Sejak berlakunya aturan tersebut pada 8 Agustus 2023, tercatat sebanyak 404.956 satuan pendidikan (93,71%) telah membentuk TPKK hingga saat ini (10/10). Selain itu, pemerintah daerah juga aktif membentuk kelompok kerja PPKSP, dan telah terbentuk 27 kelompok kerja negara (71,05%) dan 441 kelompok kerja kabupaten dan kota (85,79%).

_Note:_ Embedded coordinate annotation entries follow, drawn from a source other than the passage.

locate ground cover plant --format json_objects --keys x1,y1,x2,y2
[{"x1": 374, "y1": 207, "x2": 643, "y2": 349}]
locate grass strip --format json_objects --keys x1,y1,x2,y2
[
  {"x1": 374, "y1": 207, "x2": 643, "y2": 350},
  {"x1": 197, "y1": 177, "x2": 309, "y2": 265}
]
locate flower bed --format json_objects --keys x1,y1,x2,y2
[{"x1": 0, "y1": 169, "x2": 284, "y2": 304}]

“Pembentukan TPPK dan Satgas merupakan langkah awal yang baik dalam mencegah dan menormalisasi kekerasan di lingkungan pendidikan. Setelah itu, pencegahan dan pemberantasan kekerasan akan menjadi isu berkelanjutan yang kita semua miliki bersama,” ujarnya. Suhadi, Sekretaris Jenderal Kementerian Pendidikan dan Kebudayaan.

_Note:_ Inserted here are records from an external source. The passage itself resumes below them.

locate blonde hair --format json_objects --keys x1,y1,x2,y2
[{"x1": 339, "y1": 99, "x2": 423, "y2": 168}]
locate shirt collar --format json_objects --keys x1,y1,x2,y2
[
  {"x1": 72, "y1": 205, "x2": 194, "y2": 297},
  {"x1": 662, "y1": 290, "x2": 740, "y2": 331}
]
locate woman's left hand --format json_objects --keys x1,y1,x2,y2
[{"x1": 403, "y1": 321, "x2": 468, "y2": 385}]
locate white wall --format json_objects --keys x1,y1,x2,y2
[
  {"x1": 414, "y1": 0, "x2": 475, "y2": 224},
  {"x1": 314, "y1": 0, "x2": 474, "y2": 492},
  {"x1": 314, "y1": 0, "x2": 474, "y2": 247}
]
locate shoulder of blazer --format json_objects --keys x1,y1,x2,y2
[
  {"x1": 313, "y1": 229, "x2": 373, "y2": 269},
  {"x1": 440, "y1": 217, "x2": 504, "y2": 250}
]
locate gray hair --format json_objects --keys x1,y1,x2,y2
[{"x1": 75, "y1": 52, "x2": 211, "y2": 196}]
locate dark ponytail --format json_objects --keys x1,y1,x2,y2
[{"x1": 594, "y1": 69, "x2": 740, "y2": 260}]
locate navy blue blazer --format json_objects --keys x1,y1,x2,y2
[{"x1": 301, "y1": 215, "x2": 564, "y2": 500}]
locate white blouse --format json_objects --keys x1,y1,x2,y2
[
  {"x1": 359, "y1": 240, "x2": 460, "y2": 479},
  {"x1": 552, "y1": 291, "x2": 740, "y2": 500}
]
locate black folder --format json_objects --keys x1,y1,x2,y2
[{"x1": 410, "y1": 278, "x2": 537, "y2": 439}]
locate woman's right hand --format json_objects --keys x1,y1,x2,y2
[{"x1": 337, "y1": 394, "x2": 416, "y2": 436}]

Pemerintah daerah membentuk kelompok kerja PPKSP dan departemen pendidikan membentuk tim PPKSP untuk memastikan respon cepat terhadap kemungkinan kekerasan. Peran efektif seluruh ekosistem pendidikan dalam mencegah dan memberantas kekerasan sangat penting untuk menciptakan lingkungan pembelajaran yang aman, nyaman dan inklusif.

Kepala SMPN 1 Bintan Kepri Sri Lestari berbagi praktik baik dalam komunikasi teman sebaya melalui kegiatan PPKSP dan kehidupan nyata.

“Dampaknya sangat besar, keterbukaan dan keberanian untuk berbagi informasi terkait kekerasan. Dalam bidang pembelajaran informasi, prinsip tutor sebaya adalah mampu memberikan pemahaman yang mudah dan cepat kepada siswa,” ujarnya.

Namun, membentuk kelompok kerja TPPK dan PPKSP saja tidak cukup. Peningkatan kapasitas bagi semua pihak menjadi kunci penting untuk mencapai satuan pendidikan bebas kekerasan.

Melalui Platform Merdeka Mengajar (PMM), berbagai modul terkait pencegahan kekerasan, termasuk pencegahan bullying, kekerasan seksual, dan intoleransi, tersedia untuk pembelajaran mandiri oleh hampir 1 juta guru.

Mulai tahun 2023, Kementerian Pendidikan dan Kebudayaan juga telah merekrut koordinator nasional dan regional dari berbagai latar belakang untuk melakukan pelatihan menggunakan modul pencegahan dan manajemen kekerasan.

Pelatihan ini diselenggarakan bekerja sama dengan Kementerian Pendidikan dan berbagai organisasi/komunitas perlindungan anak.

Selain itu, pada tahun 2024, Kementerian Pendidikan dan Teknologi memperkenalkan modul peningkatan kapasitas pemberantasan kekerasan di satuan pendidikan kepada Satgas TPPK dan perwakilan dari berbagai daerah di Indonesia, termasuk UPT (Bagian Pelaksana Teknis Daerah) Kementerian Pendidikan dan Kebudayaan. . Perlindungan Perempuan dan Anak (UPTD PPA) dan Jaringan Masyarakat Sipil Perlindungan Anak dan Keberagaman.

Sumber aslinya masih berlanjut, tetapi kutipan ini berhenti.